Electrical – How is the location of a finger or more detected on a capacitive touch panel

touch-paneltouchscreen

I think I understand the basics of capacitive touch screen, i.e. when one or more fingers touches the panel it creates a potential difference at that location drawing current. But how do you go about locating the position of contact? From what I have gathered, there are wires thinner than human hair that forms a grid on the panel. I was looking at the wiring grid on my keyboard recently, and considering the accuracy of the touch screen on my phone there must be thousands of these wires for both x and y. But obviously ICs only have so many input pins. So how does it work?

Best Answer

  1. A capacitive touch screen measures capacity/resonant frequency of "flat plate" senslrs spread across the screen. Your finger touching the screen actually doesn't cause current to flow (that would be a resistive touch screen), but changes the capacitance between 2 microscopic plates.
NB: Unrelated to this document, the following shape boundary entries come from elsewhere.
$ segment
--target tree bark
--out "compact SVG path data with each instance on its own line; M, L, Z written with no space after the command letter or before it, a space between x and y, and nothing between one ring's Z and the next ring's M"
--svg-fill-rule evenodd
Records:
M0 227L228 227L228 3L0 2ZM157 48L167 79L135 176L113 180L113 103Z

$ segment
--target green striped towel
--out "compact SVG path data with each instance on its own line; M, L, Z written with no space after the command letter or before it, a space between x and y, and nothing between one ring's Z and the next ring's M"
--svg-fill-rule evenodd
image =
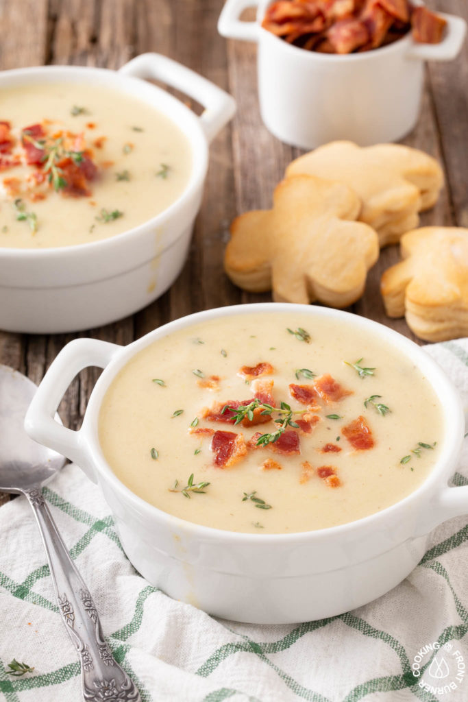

  2. There are many thousands (actually, several millions on modern displays) of capacitive sensors on each screen. To handle all of those wires, there is a separate MCU (processor) that is part of the 'touch sensor device.' That MCU goes through and checks each 'cell'/'element' in series, then sends information on which one(s) are being 'touched' out on a (usually) serial interface, with several dozen, to a few thousand, updates per second.

See the Wikipedia Article, and related links from that article, for further reading/information.